Instantly, the entire culture and identity of this team have changed massively for the better. It’s hard not to like any of the moves that were made yesterday, and for those who argue they were done with more of a focus on “life after LeBron James,” they’re right. If James leaves this summer, they’ll be better suited to plug in X player that they select with the Brooklyn pick and have a young up-and-coming team without having to start all over from rock bottom like they did the first time James bounced in 2010. At the same time though, these moves were also done with the present in mind.
Now don’t get me wrong, this new roster isn’t ready to challenge Golden State in a seven-game NBA Finals series, but getting there is much more attainable than it was two days ago. So is the prospect of convincing James to stay. Remember that both times he chose to leave teams, it came when each franchise reached a dead end. The 2010 Cavs and 2014 Heat both featured aging rosters while lacking tradeable assets and high draft picks to acquire young talent. Following Thursday’s ridiculousness, Altman took that out of the equation. Altman hit reset while the four-time league MVP is still with the team, showing him just how loyal they are to staying competitive and maximizing his remaining years of dominance, should he choose to stay. Genious. That’s something Danny Ferry failed to do during James first stint with the franchise.

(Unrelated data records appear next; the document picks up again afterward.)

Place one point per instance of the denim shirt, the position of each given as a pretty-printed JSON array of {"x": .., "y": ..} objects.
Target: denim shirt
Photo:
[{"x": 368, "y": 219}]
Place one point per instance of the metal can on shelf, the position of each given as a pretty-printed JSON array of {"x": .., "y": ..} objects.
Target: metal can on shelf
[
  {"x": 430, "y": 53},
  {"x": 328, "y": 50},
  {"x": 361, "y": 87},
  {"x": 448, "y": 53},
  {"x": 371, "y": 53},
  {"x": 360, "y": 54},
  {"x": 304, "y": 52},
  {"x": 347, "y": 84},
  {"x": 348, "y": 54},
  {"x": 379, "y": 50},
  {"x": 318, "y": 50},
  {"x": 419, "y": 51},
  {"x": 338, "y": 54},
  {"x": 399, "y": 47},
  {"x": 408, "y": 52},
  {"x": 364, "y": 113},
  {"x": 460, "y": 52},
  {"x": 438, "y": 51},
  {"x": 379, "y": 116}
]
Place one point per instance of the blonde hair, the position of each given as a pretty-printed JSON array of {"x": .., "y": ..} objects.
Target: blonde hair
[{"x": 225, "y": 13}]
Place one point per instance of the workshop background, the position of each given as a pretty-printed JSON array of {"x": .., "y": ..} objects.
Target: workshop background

It’s something even the great Pat Riley didn’t have the foresight to address down in Miami.
And for those who think Cleveland helping the Lakers free up enough cap space for two max players next summer is worrisome, don’t buy the hype. Of course it’s a story, because it’s Los Angeles and when the Lakers are good the association is better off. But LeBron joining the Lakers, even if another star like Paul George tags along, is career suicide for a guy trying to “chase the ghost of Jordan.” Going to the Lakers too early in their development phase would leave a 33-year-old James wasting the remaining prime years of his career with a team not quite ready to win championships. And in a gauntlet of a Western Conference, a squad with James and George or James and some other superstar would be what? Third or fourth best, depending on what happens between the Spurs and Kawhi Leonard. The road to the finals is much more challenging in the west, especially for a young team. LeBron would be better off waiting until 2019 to dart to LA.
Regardless, Altman and the Cavaliers couldn’t worry about aiding the Lakers in their pursuit of James. They had to do what was best for their team both now and in the future. They did that and I’ll say it again: the Cavs are better equipped to win the east this year and retain LeBron this summer than they were before the trade deadline. Plain and simple.

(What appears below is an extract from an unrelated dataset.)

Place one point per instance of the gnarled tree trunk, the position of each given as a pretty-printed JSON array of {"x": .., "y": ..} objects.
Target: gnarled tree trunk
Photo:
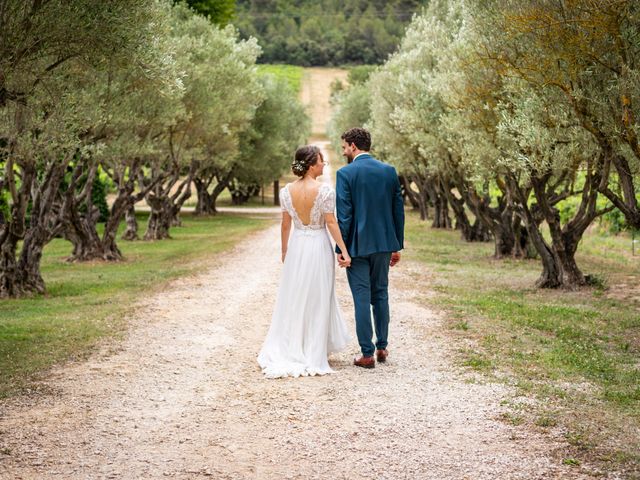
[{"x": 131, "y": 231}]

No, this youth movement probably won’t end with the franchise’s second Larry O’Brien Trophy come June, but it’s not as if the Cavs were a championship caliber team prior to these moves. And instead of seeing their championship window slam shut this summer with LeBron’s inevitable departure – because let’s be real, with the way things were trending he was gone– there’s a better chance he stays to keep chasing rings in the less daunting Eastern Conference with Cleveland.
Isaiah Thomas and Jae Crowder are gone, Dwyane Wade is in Miami, the Cavs are fun again and the future of the organization is bright, with or without LeBron. Everything is how it should be.